The warning came as the USA ambassador to the OPCW, Ken Ward, voiced fears that Moscow might already have "tampered with" evidence at the site.
The punitive attacks early on Saturday were launched before a fact-finding team from the OPCW was able to enter Douma and begin its fieldwork.
The Western countries rushed to blame the Douma incident on the Syrian government, but Damascus strongly rejected the accusation as fabrications meant to halt advances made by pro-government forces against terrorists.

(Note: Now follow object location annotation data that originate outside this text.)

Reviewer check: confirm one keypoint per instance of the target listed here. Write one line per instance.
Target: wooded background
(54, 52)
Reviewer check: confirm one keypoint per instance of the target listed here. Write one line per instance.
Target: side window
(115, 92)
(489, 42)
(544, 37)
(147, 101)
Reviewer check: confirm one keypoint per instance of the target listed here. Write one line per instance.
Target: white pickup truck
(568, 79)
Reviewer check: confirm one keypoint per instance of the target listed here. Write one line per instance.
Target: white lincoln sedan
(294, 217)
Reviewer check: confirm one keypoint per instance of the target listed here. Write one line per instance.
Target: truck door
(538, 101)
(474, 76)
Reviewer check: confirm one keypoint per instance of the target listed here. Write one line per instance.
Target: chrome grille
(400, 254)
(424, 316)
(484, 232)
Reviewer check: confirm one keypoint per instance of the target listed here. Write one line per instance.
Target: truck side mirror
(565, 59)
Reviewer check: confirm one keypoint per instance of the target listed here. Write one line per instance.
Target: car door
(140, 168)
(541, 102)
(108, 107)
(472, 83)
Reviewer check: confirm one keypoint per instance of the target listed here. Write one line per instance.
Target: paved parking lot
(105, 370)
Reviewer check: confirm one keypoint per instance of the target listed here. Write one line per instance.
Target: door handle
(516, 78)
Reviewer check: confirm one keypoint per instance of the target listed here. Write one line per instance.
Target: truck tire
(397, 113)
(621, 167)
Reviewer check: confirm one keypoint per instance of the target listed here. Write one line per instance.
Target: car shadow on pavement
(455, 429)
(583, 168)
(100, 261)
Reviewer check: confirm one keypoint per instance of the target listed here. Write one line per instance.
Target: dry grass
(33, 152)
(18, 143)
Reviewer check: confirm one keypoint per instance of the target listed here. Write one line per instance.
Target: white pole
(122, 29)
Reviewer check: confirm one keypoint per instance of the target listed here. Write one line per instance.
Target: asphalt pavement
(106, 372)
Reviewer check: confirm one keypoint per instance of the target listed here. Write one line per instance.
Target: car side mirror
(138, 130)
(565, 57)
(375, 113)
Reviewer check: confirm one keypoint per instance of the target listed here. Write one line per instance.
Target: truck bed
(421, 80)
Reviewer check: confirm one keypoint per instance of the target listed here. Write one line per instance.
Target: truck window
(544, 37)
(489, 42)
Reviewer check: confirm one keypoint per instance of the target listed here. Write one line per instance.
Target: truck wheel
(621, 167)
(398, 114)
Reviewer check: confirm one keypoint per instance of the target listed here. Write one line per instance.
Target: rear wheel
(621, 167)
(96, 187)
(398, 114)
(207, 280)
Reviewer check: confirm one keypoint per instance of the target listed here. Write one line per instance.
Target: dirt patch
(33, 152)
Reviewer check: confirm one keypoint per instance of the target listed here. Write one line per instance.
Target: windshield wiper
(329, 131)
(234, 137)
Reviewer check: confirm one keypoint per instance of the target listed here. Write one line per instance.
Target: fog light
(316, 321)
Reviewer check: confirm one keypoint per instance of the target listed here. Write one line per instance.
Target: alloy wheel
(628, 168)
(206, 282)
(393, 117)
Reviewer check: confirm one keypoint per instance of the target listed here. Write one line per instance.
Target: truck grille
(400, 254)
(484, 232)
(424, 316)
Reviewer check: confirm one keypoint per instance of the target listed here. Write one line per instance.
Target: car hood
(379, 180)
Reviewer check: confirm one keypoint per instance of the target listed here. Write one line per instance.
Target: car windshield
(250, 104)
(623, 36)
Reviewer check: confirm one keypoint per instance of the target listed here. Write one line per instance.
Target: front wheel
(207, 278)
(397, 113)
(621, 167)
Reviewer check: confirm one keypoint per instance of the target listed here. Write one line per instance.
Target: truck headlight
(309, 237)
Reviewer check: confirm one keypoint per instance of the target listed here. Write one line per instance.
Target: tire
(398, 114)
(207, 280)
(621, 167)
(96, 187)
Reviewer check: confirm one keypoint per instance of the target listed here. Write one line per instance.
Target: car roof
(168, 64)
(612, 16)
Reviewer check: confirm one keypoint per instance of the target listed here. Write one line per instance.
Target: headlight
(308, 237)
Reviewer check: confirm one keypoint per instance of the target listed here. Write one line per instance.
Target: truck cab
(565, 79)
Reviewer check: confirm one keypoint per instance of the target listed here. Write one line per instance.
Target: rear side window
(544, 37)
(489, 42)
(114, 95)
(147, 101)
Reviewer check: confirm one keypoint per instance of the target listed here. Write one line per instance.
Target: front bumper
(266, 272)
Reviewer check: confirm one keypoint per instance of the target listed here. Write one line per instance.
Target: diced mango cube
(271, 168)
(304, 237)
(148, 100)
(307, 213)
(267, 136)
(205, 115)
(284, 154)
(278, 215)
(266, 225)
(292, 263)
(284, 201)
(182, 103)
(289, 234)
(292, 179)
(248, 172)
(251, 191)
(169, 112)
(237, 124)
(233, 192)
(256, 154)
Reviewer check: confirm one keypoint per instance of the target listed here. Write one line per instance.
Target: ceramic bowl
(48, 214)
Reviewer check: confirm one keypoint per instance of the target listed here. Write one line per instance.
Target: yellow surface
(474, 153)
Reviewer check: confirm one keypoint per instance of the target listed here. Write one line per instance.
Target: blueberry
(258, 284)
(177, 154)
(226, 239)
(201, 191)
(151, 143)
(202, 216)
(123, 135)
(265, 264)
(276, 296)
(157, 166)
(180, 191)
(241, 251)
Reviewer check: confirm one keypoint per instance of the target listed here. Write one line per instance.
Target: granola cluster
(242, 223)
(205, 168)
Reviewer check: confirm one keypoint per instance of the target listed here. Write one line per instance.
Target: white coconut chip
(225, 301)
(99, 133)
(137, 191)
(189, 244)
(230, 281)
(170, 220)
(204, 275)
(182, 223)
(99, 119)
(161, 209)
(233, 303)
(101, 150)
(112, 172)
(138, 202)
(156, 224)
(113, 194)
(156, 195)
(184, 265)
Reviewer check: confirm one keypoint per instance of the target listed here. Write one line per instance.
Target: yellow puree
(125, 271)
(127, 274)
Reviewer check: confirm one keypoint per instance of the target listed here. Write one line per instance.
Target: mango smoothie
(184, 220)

Increasing regional jitters, Syrian anti-aircraft defenses shot down missiles fired at the air base of Shayrat in Homs province late on Monday and at another base northeast of the capital, Damascus, Syrian state television and pro-Iranian Hezbollah media said.
The Associated Press, during a government-organized visit Monday to Douma, spoke to survivors and witnesses who described being hit by gas.
"It was in our national interest and it is a decision that should be, I believe, supported by everybody who recognises that we need to re-establish the worldwide norms in relation to the use and the prohibition of the use of chemical weapons".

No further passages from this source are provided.